Mehr als 70 Frauen aus Kurdistan und Europa haben die Initiative „Frauen verteidigen Kurdistan gegen die Besatzung“ gegründet. Die Gründung der Initiative ist Mitte Mai auf einer Versammlung des Frauendachverbands Kongra Star in Qamişlo angeregt worden. Die aus Vertreterinnen verschiedener Organisationen bestehende Initiative will die Position von Frauen stärken und gemeinsame Aktionen organisieren mit dem Ziel, die türkische Besatzung zu beenden und weitere Angriffe auf Kurdistan zu verhindern.
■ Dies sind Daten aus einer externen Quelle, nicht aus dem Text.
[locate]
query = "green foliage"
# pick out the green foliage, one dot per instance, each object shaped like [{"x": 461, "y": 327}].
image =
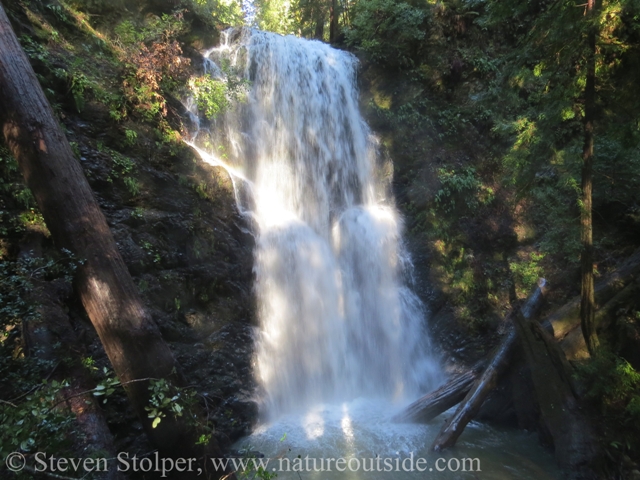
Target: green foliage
[
  {"x": 613, "y": 385},
  {"x": 387, "y": 31},
  {"x": 218, "y": 12},
  {"x": 461, "y": 188},
  {"x": 131, "y": 137},
  {"x": 152, "y": 252},
  {"x": 210, "y": 95},
  {"x": 167, "y": 399},
  {"x": 526, "y": 272},
  {"x": 29, "y": 419},
  {"x": 33, "y": 423}
]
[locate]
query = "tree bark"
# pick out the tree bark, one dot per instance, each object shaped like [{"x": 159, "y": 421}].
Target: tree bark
[
  {"x": 130, "y": 337},
  {"x": 333, "y": 21},
  {"x": 574, "y": 441},
  {"x": 587, "y": 301},
  {"x": 433, "y": 404},
  {"x": 567, "y": 318},
  {"x": 471, "y": 404}
]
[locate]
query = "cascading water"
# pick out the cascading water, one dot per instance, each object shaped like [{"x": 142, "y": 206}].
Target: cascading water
[
  {"x": 337, "y": 321},
  {"x": 341, "y": 335}
]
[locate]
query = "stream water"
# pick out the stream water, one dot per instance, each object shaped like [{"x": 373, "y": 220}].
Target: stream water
[{"x": 342, "y": 343}]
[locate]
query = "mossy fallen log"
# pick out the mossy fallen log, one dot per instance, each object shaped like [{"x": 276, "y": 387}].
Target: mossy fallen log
[
  {"x": 433, "y": 404},
  {"x": 453, "y": 428}
]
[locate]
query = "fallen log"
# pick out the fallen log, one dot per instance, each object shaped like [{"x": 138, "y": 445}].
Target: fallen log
[
  {"x": 573, "y": 439},
  {"x": 453, "y": 428},
  {"x": 433, "y": 404}
]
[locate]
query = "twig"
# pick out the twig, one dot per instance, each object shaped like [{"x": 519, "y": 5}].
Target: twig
[{"x": 51, "y": 475}]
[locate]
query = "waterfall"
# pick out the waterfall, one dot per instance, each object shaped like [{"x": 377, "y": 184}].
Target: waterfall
[{"x": 338, "y": 320}]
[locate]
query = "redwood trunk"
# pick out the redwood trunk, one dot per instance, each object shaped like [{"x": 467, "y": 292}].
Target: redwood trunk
[
  {"x": 587, "y": 300},
  {"x": 130, "y": 337}
]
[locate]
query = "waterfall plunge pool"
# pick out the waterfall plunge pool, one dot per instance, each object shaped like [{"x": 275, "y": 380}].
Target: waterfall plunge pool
[{"x": 305, "y": 445}]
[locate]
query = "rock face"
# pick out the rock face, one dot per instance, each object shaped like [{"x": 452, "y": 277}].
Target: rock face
[{"x": 191, "y": 255}]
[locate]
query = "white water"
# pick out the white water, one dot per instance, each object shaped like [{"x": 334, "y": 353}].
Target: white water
[{"x": 342, "y": 341}]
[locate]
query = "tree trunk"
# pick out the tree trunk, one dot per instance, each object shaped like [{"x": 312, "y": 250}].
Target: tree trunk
[
  {"x": 471, "y": 404},
  {"x": 333, "y": 21},
  {"x": 587, "y": 301},
  {"x": 565, "y": 319},
  {"x": 573, "y": 439},
  {"x": 130, "y": 337},
  {"x": 40, "y": 335},
  {"x": 433, "y": 404}
]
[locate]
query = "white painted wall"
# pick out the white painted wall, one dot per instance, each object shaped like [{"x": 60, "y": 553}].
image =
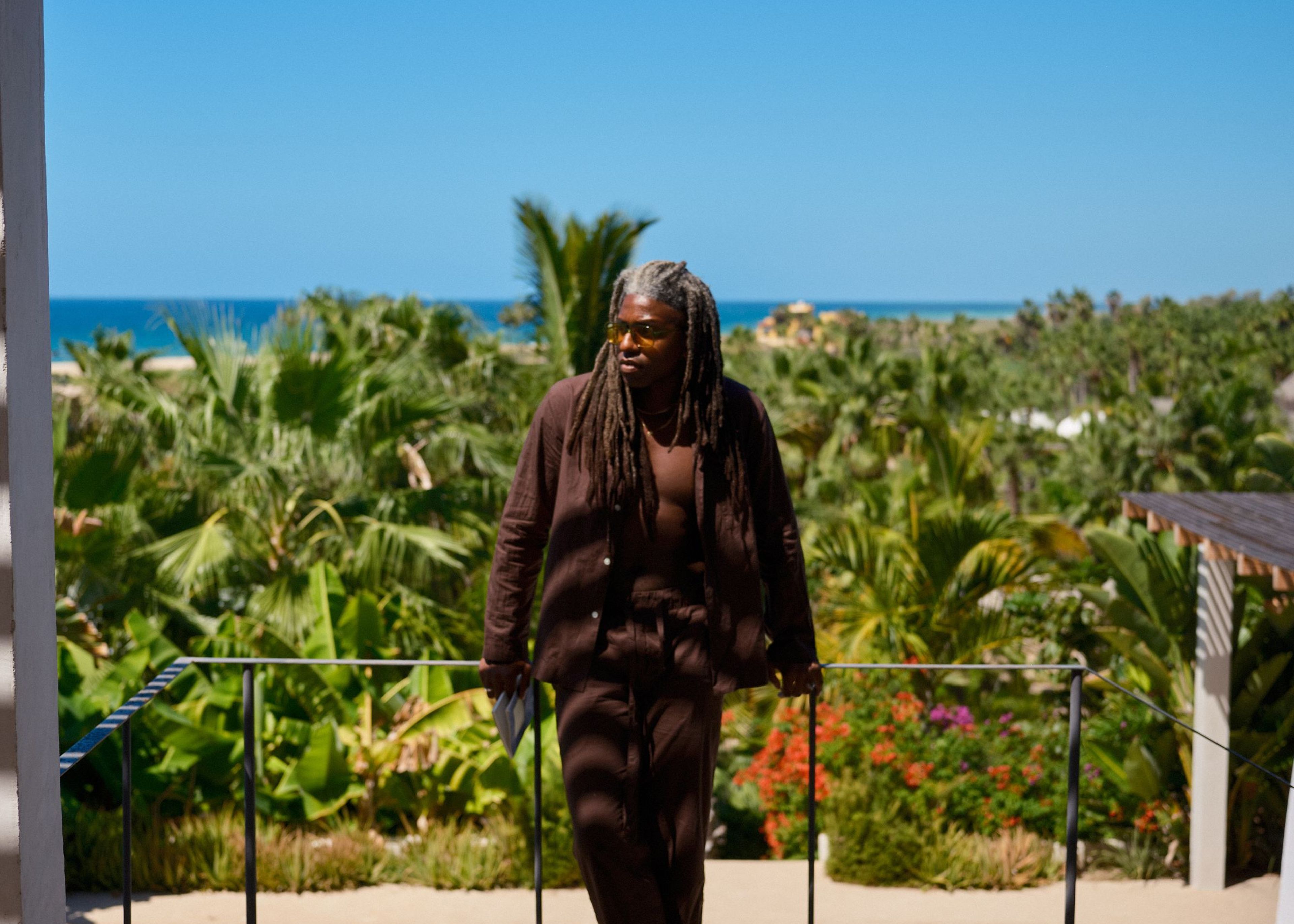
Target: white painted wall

Der vollständige Aufruf lautet wie folgt:
An die Frauen und die Öffentlichkeit: Zunächst einmal: Chaos und Krise haben sich seit Beginn dieses Jahrhunderts verschärft. Dieser Zustand des Chaos wirkt sich auf alle Lebensbereiche und alle Regionen der Welt aus. Kriege, Kämpfe, Massaker und Vertreibungen, Hunger und ökologische Probleme, antidemokratische Haltungen und Gewalt, Ausbeutung und Besatzung zeigen uns, dass sich das weltweite System in einem verzweifelten Zustand befindet. Die Auswirkungen sind zwar überall zu spüren, aber nirgendwo so stark wie im Nahen Osten. Die Krankheit des Krieges in der sich entwickelnden Welt nimmt ihre deutlichste Form im Nahen Osten an. Die Wiege der Zivilisation ist heute Schauplatz von Machtkämpfen zwischen lokalen und globalen Kräften.
Kurdistan als zentraler Ort des Krieges
Auch Kurdistan ist zu einem zentralen Ort dieses Krieges geworden. Als Ergebnis dieses Krieges wird sich eine neue Weltordnung herausbilden. Sowohl die Kräfte des staatlichen Systems als auch die demokratischen Kräfte der Bevölkerung werden darum kämpfen, den Charakter dieses neuen Systems zu bestimmen. Auf der Seite der demokratischen Kräfte der Welt und der Region kommt dem kurdischen Volk und insbesondere den kurdischen Frauen eine entscheidende Rolle zu. Zum einen finden heute die Revolution in Rojava und der Kampf des kurdischen Volkes für ein alternatives System in der ganzen Welt Beachtung. Aber gleichzeitig verschärfen sich die Kämpfe der globalen und regionalen Kräfte in Kurdistan. Der türkische Staat will den Misak-i Milli-Vertrag 100 Jahre nach seiner Entstehung durch Besatzung und Massaker in Kraft setzen und das kurdische Volk vollständig auslöschen. Sein Ziel ist es, dass das kurdische Volk in der neuen globalen Weltordnung keinen rechtlichen oder demokratischen Status bekommt. Auf diese Weise führt er nicht nur innerhalb seiner eigenen Grenzen, sondern auch in Rojava und Südkurdistan einen Vernichtungskrieg. Er versucht, alle Errungenschaften des kurdischen Volkes zu vernichten.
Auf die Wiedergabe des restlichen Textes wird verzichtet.